Birkaç sene içinde kısa mesaj gönderebilme özelliği devreye girdi; müthiş bir gelişmeydi bu.

Birkaç sene sonra telefonların boyutları biraz daha küçüldü, ekranları büyümeye başladı ve ekranlara emoji ekleyebilme özelliği geldi. Çok eğlenceliydi. 3-4 sene sonra ekranlar renklendi, telefondan tuşlar yardımıyla internete bağlanılmaya başlandı. O yıllar için teknolojik bir devrimdi bu. Ardından, parmak kaydırmayla yönetilen ve bugün kullandığımız akıllı telefonların ilk versiyonları piyasaya sürüldü. Bu aşamadan sonra günümüze kadar neler yaşandığını hepimiz biliyor ve bizzat yaşıyoruz.

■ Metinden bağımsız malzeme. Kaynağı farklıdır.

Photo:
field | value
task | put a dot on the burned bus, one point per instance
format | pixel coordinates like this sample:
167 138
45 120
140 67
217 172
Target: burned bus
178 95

Tüm bu değişimlerin getireceği yeni yaşam tarzımızda tanışacağımız yeni terimlere şimdiden alışmamız gerekiyor. İşte bu terimlerden bazıları:

• Kuantum Bilgisayarlar

• Yapay Zeka Tabanlı Robotlar

• Yapay Organlar ve Beyin-Bilgisayar Arayüzleri

• Yapay Zeka Etiği

• Boyut Kapıları

• Ay Üssü

• Dijital İkiz

• Biyo Baskı

• Kapsül Evler

• Enigmatik Çağ

• Walk-in Ruhlar

• Galaktik Federasyon

• Galaktik Konfederasyon

• Adını En Sık Duyacağımız Yıldız Sistemleri: Pleiades (Ülker), Sirius, Arcturus, Andromeda, Lyra

Artık hiçbir şey eskisi gibi olmayacak insan hayatında. Her yerde, evde, iş yerlerinde ve sokakta yapay zeka tabanlı robotların cirit atacağı, bu senenin sonundan başlayarak çok yakın bir zaman içinde herkesin ya da her ailenin bir asistan robotunun olacağı çağa girmiş bulunmaktayız.

Yapay zeka tabanlı robotların ev ve iş yerlerimizin ayrılmaz bir parçası olacağı, ilk evrelerinde bize hizmet ve yardım edeceğini düşünerek melankolik mutluluklar yaşayacağımız, ancak filmin sonunun nereye varacağını şu an için kestiremediğimiz bir dönemdeyiz.

Otonom araçlar, artırılmış gerçeklik gözlükleri, robotik asistanlar, yapay zeka destekli sağlık hizmetleri ve yenilenebilir enerji sistemleri önümüzdeki yıllarda insan hayatını köklü bir şekilde değiştirecek. Bu değişimlerin bazıları heyecan verici fırsatlar sunarken, etik ve güvenlik konularında da yeni tartışmalar yaratacağı su götürmez bir gerçek.

Beklenmeyenleri yaşayacağımız, görülmemişleri göreceğimiz, “X” takıntılı Elon Musk’ın dünya devlet başkanı ya da dünya federasyonu başkanı olacağı bu yeni evre, umarım insanoğlunun dünya gezegenindeki son evresi olmaz!